Google Search Sources¶
Virtual DataPort can extract data from Google Search engines.
To create a new Google Search data source, right-click on the Elements Tree and click New > Data source > Google Search.
The Tool will display the dialog to create the data source.
The following data are requested in this dialog:
- Name. Name of the new data source.
- Host name. Name of the machine in which the search engine is accessible. This may be a remote machine accessible on the Internet (e.g. “search.acme.com”).
- Port. Port on which the Google Search service listens (usually 80).
- Proxy Configuration. If the connection is established through a
proxy, you have three options:
- Select Manual and enter the host name and port of the proxy server. If it is an authenticated proxy, enter the user identifier and the password of the proxy.
- Select Default. The Server will use the default HTTP proxy configuration of the Server (see section Default Configuration of HTTP Proxy).

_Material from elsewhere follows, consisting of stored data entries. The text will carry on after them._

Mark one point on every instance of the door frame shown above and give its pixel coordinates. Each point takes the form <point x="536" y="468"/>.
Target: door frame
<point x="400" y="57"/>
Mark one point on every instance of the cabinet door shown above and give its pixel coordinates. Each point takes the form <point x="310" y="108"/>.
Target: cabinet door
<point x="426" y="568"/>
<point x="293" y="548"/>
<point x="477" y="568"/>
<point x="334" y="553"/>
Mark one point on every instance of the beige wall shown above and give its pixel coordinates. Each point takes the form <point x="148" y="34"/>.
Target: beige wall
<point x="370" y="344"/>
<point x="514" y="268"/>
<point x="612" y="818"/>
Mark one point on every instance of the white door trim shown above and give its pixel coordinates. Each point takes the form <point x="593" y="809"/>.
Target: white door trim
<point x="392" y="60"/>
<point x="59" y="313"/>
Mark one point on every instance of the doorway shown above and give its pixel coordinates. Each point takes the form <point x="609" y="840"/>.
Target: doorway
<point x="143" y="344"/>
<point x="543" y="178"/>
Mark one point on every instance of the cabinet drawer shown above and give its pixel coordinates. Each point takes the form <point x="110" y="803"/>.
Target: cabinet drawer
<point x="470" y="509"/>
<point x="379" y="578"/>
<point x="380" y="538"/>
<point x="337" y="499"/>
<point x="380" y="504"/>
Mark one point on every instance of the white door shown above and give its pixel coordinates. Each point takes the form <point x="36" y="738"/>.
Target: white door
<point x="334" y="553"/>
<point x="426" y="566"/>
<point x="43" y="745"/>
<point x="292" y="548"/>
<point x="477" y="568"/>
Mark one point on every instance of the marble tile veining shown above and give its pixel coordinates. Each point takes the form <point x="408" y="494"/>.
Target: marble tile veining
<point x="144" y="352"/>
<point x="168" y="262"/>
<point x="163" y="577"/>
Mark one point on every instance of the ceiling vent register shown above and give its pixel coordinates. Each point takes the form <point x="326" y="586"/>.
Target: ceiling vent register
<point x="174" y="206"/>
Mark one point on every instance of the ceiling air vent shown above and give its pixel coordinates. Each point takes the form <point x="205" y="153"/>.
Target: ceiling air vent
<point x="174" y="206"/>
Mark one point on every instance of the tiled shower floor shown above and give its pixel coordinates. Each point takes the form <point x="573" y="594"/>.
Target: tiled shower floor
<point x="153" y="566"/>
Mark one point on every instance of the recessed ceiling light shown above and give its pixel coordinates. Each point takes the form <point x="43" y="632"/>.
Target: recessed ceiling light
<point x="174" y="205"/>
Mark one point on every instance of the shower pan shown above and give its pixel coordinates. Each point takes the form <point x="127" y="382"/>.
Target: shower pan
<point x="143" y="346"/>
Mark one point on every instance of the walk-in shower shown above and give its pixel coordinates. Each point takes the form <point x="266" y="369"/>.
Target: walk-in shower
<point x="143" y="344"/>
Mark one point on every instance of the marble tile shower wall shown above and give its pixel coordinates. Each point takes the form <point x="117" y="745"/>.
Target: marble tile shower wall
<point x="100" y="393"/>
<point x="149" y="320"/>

- Select Automatic and enter the URL of a
proxy.pacfile that contains the configuration parameters of the proxy.
In the Metadata tab, you can set the folder where the data source will be stored and provide a description.
When editing the data source, you can change its owner by clicking the button .
Click Save to create the data source. Then, click Create base view to see the schemas stored in the Google Search engine.
Click Create Base View to create a base view associated with the new data source (see Creating a Google Search base view).
A value can be specified for the following parameters at the top of the screen:
- Site Collections. Required. It specifies the collections within the Google Search server on which to make the search. The collections are created by the Google server administrator. Its name is upper/lower case-sensitive. It is possible to specify several collections separated by commas. In this case, the search will be made on all of them. The collection that is being searched by a particular search form can normally be obtained by examining the value of the site parameter of its invocations.
- Client. Optional. It identifies the client making the queries. Google Search servers can be configured to behave differently depending on the client.
- Languages. Optional. If specified, only documents in that language will be returned.
- Number of Key Match. Optional. Google Search allows the administrator to manually set a priority of the pages. This parameter receives an integer between 0 and 5, where 5 is the top priority. If this value is established, the searches made on this base relation will only return the pages with the priority specified or over.
- The value of these parameters can be modified later, on the “Options” dialog of the base view (see section Configuration Properties for Specific View Types).
The name and type of the fields can be modified. The contents of each one of the attributes is:
TITLE. Title generated by Google server for the document.
SUMMARY. Summary generated by Google server for the document.
URL. Document URL.
MIMETYPE. MIME type of the document.
RATING. Priority assigned by the Google server administrator for the document. This may take values of between 0 and 5, where 5 is the maximum priority.
MAXDOCS. Attribute that limits the maximum number of results returned by a search.
METAS. Attribute of Array of records type that contains the metatags for the document. Each record has two fields to indicate the name of the metatag (
metakey) and its value (
CONTENT. Contents of the document. This is the field normally used for searches.
SITE. If specified, Google server will only return the documents that belong to that site / collection (e.g. “acme.com”).
FILETYPE. Extension of the document file.
In the Metadata tab, you can set the folder where the base view will be stored and provide a description.
When editing the base view, you can also change its owner by clicking the button .
Then, click Save to create the base view.
The most common way of querying the Google Search base view is using the
CONTAINS operator, which runs complex Boolean searches on indexed
textual data (see the section Support for the Contains Operator of Each Source Type of the VQL Guide).